In this issue of Clinical Endoscopy, Yang et al. have proposed EMR with a circumferential mucosal incision (CMI-EMR) method [7], which is performed as follows: After submucosal injection, a circumferential incision is made along the peripheral rim of the lesion with a 2–5 mm lateral safety margin. Unlike in a full ESD, ESD-S, and hybrid ESD, little or no submucosal dissection is performed after creating a groove around the mass following the circumferential incision. Yang et al. have analyzed the outcomes of CMI-EMR (n=34) and size-matched ESD (n=102), which were performed by a Korean endoscopist for colorectal epithelial lesions measuring 20–35 mm in size [7]. The resection time noted in the CMI-EMR group was significantly shorter than that observed in the ESD group (12.7±7.0 minutes vs. 45.6±30.1 minutes, p<0.001). The en bloc resection rate of the CMIEMR group was 94.1%, which was comparable with that of the ESD group (100%, p=0.061). There was no significant difference noted between the groups in terms of postoperative bleeding (2.9% vs. 1.0%, p=0.439) and perforation rate (5.9% vs. 2.9%, p=0.599). CMI-EMR for colorectal neoplasms measuring 20–35 mm in size was shown to be associated with an excellent en bloc resection rate and offers an advantage of a shorter procedure time compared to an ESD.
Moreover, Yang et al. analyzed procedural parameters of CMI-EMRs performed by an American ESD novice (n=30) compared to those performed by a Korean expert endoscopist [7]. There were no differences between the CMI-EMRs performed by the American and Korean endoscopist in terms of en bloc resection and complication rates. The American endoscopist having limited experience with colorectal ESD performed the CMI-EMR procedure safely and achieved an en bloc resection rate comparable to that achieved by the Korean ESD expert, suggesting that the CMI-EMR does not require a very high level of expertise to achieve appropriate clinical outcomes with CMI-EMR.

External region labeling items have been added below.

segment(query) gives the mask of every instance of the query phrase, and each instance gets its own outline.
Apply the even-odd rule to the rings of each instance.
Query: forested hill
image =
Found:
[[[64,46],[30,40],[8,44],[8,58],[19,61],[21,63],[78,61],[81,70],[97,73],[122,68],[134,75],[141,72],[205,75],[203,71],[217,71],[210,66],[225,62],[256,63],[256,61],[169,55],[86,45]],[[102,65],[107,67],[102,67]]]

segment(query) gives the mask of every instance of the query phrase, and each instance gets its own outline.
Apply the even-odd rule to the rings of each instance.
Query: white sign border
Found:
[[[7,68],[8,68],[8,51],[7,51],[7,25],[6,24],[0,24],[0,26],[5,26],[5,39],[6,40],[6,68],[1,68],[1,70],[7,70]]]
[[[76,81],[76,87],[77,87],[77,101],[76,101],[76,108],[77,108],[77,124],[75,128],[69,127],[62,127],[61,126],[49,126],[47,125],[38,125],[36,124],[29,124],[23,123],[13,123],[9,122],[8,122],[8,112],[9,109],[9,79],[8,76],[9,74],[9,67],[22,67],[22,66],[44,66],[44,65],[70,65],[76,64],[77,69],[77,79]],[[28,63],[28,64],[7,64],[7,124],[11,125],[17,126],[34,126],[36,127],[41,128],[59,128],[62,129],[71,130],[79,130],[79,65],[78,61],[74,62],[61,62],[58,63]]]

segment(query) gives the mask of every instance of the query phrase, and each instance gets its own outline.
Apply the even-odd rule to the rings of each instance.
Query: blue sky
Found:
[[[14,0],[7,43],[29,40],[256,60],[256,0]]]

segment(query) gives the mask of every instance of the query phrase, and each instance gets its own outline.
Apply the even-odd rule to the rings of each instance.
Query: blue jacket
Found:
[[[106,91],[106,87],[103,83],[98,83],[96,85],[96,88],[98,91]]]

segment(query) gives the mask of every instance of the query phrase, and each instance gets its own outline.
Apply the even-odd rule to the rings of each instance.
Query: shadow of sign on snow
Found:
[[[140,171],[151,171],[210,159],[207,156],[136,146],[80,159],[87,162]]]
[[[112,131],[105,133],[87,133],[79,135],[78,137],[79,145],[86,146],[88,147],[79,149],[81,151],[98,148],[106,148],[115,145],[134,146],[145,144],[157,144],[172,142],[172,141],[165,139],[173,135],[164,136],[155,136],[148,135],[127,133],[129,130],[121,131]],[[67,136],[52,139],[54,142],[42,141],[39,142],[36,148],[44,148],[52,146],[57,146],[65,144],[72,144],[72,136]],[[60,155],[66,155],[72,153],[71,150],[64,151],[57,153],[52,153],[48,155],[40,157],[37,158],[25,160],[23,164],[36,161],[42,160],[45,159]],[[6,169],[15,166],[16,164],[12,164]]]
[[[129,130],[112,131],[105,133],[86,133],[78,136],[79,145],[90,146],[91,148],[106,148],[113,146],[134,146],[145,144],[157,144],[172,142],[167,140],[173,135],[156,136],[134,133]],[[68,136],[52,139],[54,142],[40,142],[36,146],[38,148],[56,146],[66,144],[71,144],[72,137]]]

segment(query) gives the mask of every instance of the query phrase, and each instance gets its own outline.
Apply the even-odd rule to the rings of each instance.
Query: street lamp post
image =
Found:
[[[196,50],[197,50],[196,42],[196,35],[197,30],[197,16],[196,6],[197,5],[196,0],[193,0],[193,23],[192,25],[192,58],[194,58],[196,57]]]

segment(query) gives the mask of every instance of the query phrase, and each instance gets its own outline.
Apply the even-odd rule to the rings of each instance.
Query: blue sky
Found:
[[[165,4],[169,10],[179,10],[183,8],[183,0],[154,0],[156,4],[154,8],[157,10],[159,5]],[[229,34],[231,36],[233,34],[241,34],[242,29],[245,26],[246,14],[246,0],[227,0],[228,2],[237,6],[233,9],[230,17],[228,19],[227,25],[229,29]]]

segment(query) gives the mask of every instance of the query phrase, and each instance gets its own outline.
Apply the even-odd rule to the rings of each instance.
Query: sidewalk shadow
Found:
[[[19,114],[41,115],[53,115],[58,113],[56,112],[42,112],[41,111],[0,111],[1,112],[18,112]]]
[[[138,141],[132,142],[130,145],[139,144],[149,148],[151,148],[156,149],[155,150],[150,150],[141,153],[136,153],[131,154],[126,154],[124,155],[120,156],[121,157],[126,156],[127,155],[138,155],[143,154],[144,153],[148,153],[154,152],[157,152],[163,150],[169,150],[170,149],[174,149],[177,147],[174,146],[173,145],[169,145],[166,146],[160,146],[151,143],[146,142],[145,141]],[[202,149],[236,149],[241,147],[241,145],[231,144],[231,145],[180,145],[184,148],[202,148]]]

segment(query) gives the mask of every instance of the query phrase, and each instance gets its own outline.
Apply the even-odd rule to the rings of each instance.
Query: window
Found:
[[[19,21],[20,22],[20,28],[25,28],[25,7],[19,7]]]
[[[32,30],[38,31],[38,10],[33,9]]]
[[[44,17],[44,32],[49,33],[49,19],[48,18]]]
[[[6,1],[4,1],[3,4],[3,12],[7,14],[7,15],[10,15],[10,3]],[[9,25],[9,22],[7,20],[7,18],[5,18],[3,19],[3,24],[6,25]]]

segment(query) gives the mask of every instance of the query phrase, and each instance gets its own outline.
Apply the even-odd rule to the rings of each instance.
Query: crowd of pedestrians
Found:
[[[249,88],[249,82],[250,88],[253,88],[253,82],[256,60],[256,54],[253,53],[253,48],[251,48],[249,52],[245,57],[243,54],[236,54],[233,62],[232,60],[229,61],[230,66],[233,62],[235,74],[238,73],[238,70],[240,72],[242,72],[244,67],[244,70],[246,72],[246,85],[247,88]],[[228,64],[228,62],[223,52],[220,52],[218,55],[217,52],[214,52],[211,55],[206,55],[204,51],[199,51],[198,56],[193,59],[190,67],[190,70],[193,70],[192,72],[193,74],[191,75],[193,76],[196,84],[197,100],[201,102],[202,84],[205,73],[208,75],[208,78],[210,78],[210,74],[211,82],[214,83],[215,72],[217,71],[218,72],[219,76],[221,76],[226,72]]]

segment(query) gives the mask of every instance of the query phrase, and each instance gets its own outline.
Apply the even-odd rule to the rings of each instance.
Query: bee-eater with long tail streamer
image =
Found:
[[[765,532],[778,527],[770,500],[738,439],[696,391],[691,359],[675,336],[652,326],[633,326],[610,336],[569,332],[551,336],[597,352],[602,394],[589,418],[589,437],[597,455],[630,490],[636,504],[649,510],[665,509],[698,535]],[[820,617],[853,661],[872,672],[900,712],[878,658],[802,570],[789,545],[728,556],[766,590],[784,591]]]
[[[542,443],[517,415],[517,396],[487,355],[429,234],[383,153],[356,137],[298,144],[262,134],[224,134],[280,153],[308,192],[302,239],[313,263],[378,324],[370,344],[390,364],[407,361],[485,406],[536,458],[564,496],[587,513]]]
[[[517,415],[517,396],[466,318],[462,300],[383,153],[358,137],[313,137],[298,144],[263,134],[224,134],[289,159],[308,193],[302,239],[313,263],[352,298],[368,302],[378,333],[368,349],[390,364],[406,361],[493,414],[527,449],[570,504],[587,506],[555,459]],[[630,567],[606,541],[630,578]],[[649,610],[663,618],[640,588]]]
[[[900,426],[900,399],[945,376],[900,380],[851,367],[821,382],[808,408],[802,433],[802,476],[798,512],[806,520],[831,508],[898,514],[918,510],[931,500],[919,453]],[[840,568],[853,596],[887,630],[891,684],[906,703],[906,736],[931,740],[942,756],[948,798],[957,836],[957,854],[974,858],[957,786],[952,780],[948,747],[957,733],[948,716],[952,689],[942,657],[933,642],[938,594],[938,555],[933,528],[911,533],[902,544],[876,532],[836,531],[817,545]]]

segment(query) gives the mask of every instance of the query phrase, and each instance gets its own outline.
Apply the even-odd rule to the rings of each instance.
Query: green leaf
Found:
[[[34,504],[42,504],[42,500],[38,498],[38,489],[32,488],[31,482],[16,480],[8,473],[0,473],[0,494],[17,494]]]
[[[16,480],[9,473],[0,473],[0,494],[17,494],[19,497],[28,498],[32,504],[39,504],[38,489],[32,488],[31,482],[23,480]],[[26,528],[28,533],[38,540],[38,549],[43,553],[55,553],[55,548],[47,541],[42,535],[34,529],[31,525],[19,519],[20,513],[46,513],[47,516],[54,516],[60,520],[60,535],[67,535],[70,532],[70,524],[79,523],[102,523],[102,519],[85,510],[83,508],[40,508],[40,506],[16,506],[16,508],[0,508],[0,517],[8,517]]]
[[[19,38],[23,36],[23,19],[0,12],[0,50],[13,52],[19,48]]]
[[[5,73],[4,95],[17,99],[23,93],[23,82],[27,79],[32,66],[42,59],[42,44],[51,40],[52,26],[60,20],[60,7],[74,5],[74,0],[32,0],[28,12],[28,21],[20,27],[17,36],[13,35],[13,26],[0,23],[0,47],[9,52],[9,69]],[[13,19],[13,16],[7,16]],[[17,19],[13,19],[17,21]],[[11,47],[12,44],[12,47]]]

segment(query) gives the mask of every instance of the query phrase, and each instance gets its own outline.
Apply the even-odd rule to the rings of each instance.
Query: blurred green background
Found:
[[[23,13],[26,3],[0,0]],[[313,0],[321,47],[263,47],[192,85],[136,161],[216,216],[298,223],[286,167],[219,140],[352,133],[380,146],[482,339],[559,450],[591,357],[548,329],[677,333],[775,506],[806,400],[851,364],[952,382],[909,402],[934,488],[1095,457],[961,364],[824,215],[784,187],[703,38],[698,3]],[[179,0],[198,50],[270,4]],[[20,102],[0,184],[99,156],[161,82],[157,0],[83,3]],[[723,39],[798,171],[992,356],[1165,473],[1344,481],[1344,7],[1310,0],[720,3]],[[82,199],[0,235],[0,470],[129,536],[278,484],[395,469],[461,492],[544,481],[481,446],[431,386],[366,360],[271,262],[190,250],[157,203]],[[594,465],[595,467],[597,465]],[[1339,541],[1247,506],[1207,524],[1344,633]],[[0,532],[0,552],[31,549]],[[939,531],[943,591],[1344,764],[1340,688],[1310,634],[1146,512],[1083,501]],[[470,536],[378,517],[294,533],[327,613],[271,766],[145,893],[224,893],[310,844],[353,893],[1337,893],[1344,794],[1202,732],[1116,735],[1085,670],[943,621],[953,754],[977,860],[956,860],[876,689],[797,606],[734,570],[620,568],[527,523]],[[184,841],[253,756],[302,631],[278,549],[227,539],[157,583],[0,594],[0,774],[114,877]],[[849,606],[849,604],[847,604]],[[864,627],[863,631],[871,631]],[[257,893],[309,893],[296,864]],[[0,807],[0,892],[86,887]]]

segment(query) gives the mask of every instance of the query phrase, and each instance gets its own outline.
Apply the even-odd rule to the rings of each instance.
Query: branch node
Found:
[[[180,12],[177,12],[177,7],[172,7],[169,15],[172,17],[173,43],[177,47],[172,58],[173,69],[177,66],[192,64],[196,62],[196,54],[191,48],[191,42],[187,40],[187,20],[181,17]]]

Theoretically, full ESD is considered the most appropriate technique for en bloc resection of large superficial tumors and early submucosal invasive cancers that develop in the colorectum. However, ESD has not been widely promoted and popularized as an effective treatment modality for such lesions, possibly because compared to EMR techniques, it is technically more difficult, takes longer, and is associated with a higher risk of complications. Modifications to the standard EMR and full ESD technique have been proposed to overcome these drawbacks. The CMI-EMR method is one such modification to fill the gap between a standard EMR and full ESD technique.

NOTES

Conflicts of Interest: The author has no financial conflicts of interest.